My employer is re-locating the company from Pretoria to Johannesburg. I live in Pretoria. Must the employer increase my salary to cover the extra cost of travelling from Pretoria to Johannesburg and back to Pretoria every day ?
Answer – there is no obligation on the employer to do this – it is a matter that must be negotiated between the employee and the employer.
My employer is re-locating the company from Pretoria to Johannesburg. I live in Pretoria and if I have to work in Johannesburg, I will have a huge problem in fetching my children from the after-school care centre in Pretoria by 5 pm. Travelling from Johannesburg every day at 4.30 means I won't get to Pretoria until about 6 pm or later. The after-school care centre closes at 5 pm, and they are not prepared to wait for me. In addition, it is simply not practical for me to arrive home at 7 pm or later every day, cook dinner, see to the kids etc.
What can I do?
In terms of labour legislation, the re-location of the business if probably for operational requirements. Since you are unable to now comply with the new operational requirements of the business, the employer would have to retrench you.
Harassment, intimidation, victimization.
It often happens that when an employer wishes to "get rid of" and employee, he adopts tactics that create extremely unpleasant or unacceptable working conditions, in hopes that the employee will resigned. It also happens sometimes when an employee has already resigned, and the employer is extremely annoyed because "the employee is ungrateful", or the employee "has left me in the lurch", and the employer is determined to exact revenge on the employee before they actually leave.
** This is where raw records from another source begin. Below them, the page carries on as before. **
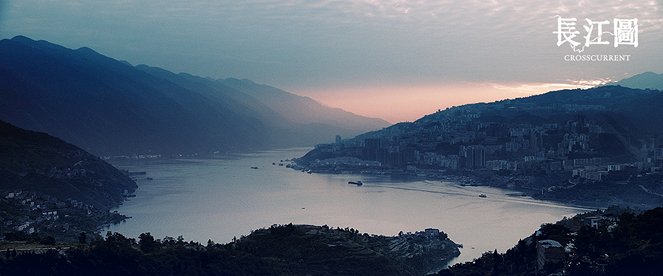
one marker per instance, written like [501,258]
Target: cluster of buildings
[32,213]
[463,139]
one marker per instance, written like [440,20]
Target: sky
[396,60]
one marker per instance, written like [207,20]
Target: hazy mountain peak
[646,80]
[110,107]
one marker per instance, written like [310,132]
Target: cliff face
[34,162]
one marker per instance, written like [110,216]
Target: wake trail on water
[494,197]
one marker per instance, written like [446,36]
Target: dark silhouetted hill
[33,162]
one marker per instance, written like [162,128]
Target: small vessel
[358,183]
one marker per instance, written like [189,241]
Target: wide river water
[224,198]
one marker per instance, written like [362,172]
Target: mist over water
[225,198]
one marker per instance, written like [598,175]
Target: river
[224,198]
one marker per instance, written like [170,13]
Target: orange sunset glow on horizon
[401,103]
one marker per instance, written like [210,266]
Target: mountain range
[110,107]
[646,80]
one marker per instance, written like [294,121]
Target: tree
[147,243]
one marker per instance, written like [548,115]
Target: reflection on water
[222,199]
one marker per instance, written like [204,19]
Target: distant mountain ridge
[646,80]
[110,107]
This may take many different forms - it could involve spreading malicious rumours about the employee or insulting them or degrading them, overloading them with work, continually picking on them, swearing at the employee, using foul and vulgar or abusive language towards the employee, and so on.
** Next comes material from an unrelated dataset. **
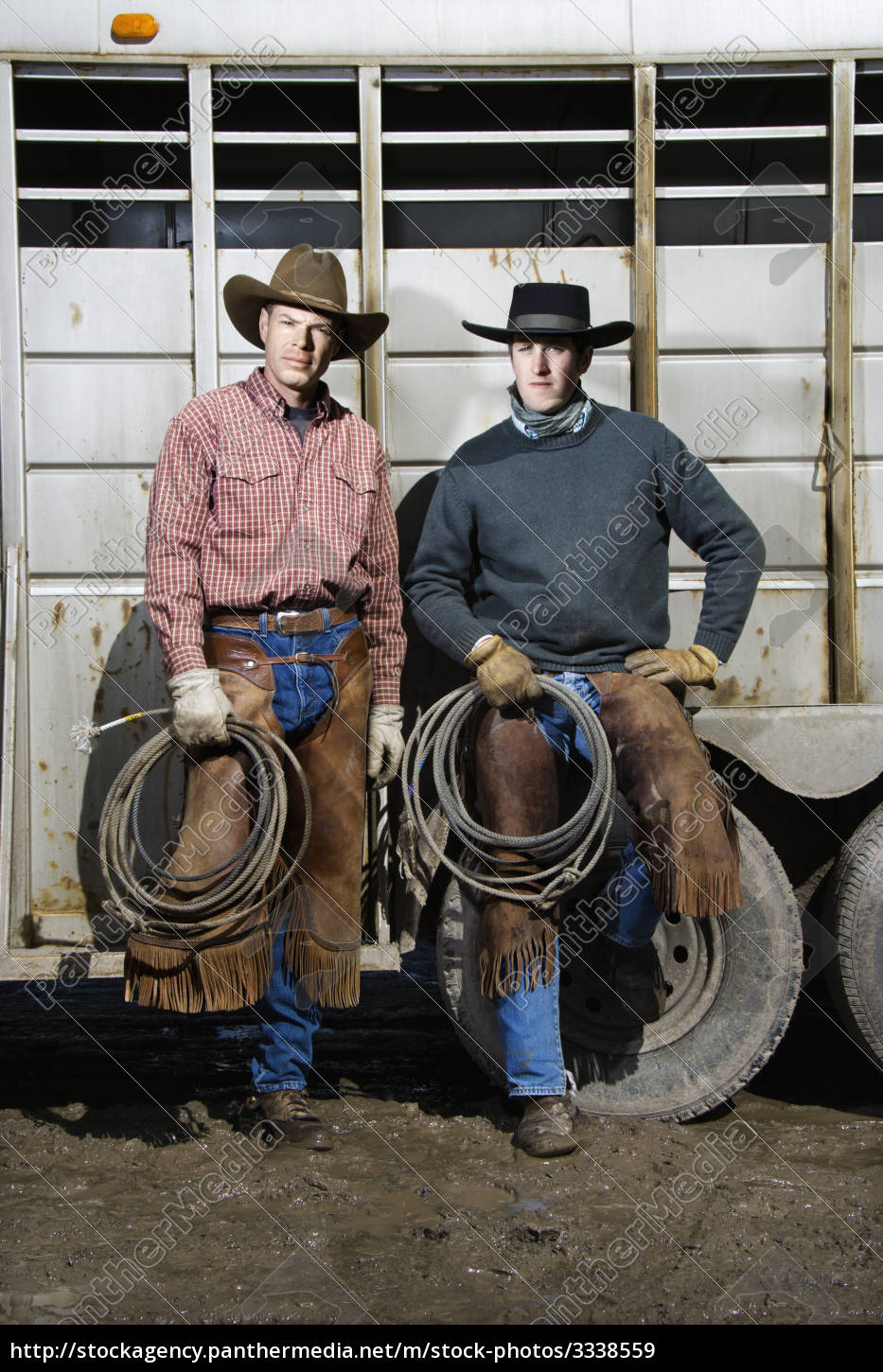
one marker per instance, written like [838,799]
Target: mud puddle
[131,1198]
Whatever the case, it is unacceptable, and is a violation of the human rights of the employee and also a violation of the employee's right to be treated with dignity and respect. In fact, employers have a duty to protect their employees from harassment as opposed to subjecting employees to harassment.
The employee should keep a note of all incidents, noting the date and time, what the nature of the incident was, and the names of any witnesses. The harasser should then be confronted and a formal demand written made to the harasser that he immediately cease the unacceptable behaviour. The employee can state that should the harasser not cease the harassment, the employee will refer the matter to the CCMA for conciliation, and if that fails, the matter will proceed to the Labour Court.
Such correspondence will usually resolve the issue, because the harasser knows that he is out of line, and that his actions are unacceptable.